Nickelodeon, which is the most-watched channel for kids aged 2 to 14, is teaming up with advocacy group Common Sense Media to spread awareness on the issue of bullying. As part of the effort, Nickelodeon will feature some of its stars giving advice about how to handle teasing, hostility and cruelty from others.
“It’s not tattle-telling. It’s standing up for yourself,” said 17-year-old Gage Golightly, who stars in Nickelodeon’s “The Troop” comedy series.
James Steyer, CEO and founder of Common Sense Media, told the Associated Press that he would like to take a strong stand against online bullying.
“We have to be laser-focused on finding solutions to the issue of cyberbullying,” Steyer said.

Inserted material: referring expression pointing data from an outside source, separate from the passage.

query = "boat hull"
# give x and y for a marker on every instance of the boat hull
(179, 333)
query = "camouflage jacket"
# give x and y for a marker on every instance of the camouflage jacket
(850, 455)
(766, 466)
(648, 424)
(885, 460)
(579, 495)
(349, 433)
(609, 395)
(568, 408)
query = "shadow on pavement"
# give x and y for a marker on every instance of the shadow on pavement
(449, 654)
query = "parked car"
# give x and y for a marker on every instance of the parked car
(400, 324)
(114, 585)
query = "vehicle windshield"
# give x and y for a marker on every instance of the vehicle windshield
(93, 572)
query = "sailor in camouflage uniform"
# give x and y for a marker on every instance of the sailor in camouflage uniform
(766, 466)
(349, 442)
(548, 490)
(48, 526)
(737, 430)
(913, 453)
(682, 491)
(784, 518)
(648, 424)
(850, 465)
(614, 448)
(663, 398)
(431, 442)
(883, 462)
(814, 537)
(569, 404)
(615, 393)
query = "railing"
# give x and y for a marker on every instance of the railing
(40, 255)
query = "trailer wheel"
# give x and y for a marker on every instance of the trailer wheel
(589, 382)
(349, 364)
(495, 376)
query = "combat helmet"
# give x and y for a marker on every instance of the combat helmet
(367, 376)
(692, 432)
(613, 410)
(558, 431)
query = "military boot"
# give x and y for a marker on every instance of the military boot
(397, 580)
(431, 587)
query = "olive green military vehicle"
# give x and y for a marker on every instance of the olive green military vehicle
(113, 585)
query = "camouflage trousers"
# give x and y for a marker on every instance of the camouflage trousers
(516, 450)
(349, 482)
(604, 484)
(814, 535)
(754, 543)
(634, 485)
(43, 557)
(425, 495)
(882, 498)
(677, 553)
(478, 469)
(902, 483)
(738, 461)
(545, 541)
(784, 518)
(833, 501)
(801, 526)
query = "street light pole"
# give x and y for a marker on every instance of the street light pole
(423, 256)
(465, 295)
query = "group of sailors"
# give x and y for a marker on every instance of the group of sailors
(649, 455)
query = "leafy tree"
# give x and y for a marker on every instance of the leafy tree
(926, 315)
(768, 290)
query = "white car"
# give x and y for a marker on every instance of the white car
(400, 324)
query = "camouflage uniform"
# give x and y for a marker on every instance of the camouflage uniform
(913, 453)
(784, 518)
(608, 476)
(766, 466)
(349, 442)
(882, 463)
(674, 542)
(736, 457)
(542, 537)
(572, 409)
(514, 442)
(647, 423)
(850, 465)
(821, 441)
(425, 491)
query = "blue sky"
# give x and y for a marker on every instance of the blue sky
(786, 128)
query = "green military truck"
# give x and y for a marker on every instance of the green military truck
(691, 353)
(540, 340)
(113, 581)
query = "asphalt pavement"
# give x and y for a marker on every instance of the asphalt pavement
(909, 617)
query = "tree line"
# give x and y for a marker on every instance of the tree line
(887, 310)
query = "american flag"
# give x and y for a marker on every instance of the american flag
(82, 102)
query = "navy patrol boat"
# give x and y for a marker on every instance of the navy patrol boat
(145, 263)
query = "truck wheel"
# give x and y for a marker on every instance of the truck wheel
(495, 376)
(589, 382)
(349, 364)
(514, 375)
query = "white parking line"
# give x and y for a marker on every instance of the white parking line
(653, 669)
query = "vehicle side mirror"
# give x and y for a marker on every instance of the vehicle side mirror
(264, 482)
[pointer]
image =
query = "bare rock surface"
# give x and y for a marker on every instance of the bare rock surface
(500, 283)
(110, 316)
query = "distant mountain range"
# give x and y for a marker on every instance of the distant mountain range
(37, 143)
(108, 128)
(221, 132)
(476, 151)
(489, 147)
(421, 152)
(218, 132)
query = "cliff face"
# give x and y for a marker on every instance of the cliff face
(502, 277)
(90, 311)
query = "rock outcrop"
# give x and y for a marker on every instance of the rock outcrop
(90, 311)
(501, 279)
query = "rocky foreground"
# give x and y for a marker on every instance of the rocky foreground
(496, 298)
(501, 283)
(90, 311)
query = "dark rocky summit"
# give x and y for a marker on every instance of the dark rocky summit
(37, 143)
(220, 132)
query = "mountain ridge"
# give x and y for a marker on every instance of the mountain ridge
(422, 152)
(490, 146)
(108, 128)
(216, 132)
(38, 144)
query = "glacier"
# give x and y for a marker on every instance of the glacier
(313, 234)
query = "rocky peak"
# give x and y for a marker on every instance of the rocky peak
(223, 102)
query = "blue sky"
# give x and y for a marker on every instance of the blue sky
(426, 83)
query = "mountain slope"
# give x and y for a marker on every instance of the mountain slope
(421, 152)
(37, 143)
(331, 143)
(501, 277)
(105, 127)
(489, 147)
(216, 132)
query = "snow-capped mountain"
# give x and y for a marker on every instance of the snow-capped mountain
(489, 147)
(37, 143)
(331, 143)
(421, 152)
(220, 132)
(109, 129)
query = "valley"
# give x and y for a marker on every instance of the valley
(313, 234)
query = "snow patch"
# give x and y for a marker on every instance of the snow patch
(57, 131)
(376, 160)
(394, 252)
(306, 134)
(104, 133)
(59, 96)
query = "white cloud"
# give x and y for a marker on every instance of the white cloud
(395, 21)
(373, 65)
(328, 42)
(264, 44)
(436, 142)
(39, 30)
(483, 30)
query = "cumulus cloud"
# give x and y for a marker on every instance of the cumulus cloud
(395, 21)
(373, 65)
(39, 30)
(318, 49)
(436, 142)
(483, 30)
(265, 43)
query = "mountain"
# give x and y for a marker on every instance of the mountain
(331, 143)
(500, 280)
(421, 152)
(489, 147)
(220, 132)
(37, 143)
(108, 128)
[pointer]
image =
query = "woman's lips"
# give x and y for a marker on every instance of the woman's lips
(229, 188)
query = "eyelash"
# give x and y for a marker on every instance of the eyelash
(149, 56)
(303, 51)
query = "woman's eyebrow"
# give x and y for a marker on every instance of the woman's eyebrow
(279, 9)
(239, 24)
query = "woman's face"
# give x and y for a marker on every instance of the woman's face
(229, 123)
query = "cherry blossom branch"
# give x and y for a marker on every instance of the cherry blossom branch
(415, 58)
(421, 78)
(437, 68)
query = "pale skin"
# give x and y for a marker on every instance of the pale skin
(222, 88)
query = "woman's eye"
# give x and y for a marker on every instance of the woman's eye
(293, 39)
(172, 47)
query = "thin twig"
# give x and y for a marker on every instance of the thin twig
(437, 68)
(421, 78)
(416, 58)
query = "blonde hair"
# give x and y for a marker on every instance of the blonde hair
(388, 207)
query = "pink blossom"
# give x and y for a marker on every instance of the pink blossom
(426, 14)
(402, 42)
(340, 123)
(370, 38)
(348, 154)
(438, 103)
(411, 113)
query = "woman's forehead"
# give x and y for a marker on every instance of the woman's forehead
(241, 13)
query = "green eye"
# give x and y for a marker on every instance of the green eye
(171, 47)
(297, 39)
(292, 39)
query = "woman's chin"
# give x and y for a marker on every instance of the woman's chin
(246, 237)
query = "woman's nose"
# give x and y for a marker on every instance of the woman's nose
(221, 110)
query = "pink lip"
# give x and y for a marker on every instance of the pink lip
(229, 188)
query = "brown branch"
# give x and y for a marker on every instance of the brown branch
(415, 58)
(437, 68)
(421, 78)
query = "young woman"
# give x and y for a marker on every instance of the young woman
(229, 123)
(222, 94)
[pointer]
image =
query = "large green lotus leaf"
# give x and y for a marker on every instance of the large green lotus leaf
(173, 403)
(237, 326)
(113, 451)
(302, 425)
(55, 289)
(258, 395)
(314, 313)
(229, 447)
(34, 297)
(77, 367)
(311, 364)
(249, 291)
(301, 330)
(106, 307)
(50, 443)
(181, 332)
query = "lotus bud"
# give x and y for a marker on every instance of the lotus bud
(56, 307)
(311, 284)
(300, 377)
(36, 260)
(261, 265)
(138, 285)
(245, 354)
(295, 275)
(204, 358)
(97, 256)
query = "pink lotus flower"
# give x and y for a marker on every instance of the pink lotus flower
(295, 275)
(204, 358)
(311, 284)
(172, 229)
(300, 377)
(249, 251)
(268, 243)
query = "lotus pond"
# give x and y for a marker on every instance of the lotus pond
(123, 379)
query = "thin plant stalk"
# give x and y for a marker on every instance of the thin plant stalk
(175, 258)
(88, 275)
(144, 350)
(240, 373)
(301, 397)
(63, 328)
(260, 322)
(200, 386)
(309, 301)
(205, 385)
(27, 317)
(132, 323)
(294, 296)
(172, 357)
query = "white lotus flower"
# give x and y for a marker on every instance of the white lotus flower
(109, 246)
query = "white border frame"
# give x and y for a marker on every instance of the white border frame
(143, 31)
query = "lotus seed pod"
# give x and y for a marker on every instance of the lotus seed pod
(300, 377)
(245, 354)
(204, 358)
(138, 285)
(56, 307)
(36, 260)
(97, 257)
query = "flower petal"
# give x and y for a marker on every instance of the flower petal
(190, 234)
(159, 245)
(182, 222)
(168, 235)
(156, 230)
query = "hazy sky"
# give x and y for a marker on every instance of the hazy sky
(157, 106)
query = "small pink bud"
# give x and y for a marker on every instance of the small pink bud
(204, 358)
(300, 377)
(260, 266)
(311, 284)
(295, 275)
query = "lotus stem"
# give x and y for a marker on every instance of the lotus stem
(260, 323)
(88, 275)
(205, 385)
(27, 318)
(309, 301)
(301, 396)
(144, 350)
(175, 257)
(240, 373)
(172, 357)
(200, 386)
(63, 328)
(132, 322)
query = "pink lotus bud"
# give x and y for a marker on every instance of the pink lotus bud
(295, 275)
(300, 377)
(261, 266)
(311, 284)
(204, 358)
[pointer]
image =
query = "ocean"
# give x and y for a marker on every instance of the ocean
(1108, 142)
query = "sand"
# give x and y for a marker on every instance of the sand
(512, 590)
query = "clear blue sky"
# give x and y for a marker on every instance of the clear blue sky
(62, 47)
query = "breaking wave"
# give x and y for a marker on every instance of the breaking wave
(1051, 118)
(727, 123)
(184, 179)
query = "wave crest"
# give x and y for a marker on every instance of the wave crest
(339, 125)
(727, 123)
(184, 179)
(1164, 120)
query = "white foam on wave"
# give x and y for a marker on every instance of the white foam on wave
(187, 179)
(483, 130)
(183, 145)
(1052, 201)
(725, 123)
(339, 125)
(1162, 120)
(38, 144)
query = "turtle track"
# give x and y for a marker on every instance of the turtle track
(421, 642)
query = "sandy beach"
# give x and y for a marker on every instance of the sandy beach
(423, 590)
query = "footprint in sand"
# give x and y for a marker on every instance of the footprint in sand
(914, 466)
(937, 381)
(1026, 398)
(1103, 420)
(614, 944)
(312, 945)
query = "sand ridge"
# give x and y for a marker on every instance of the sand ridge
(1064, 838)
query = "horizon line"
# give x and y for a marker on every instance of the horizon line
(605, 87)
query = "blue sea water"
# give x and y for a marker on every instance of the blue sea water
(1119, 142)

Nickelodeon is not the only influential outlet to latch onto the anti-bullying movement. “Glee,” a television program about a high school music group, has aired several episodes about the effects of school bullying. After gay Rutgers University student Tyler Clementi committed suicide upon being filmed having sex with another man, columnist Dan Savage started the “It Gets Better” project to inform the world about the nationwide problem of bullying as well as provide a safe space for bullying victims. Late last year, singer Ke$ha posted a YouTube video urging viewers not to “give up” if they’re taunted by others.
Nickelodeon’s effort is an example of adults taking notice of the bullying phenomenon. Jodee Blanco, author of the New York Times bestselling memoir, “Please Stop Laughing At Me” and survivor of childhood bullying, told The Daily Caller it’s necessary for adults and parents to take active roles in kids’ lives in order to prevent bullying.
“If [you’re a parent and] you suspect that there is something wrong, follow your instincts. Get curious. Get involved and stay involved,” Blanco told TheDC.
Citing this month’s viral YouTube video that features Casey Heynes body slamming alleged long-time bully Richard Gale, Blanco said it’s important for grown-ups to be involved enough with children to know when harassment is going on.
“Typically when you see overt physical bullying flourishing at a school, that means that there are even worse forms of bullying, even subtler, that are going on that the school doesn’t even know about,” Blanco told TheDC. “Where were the adults? Where were the parents?”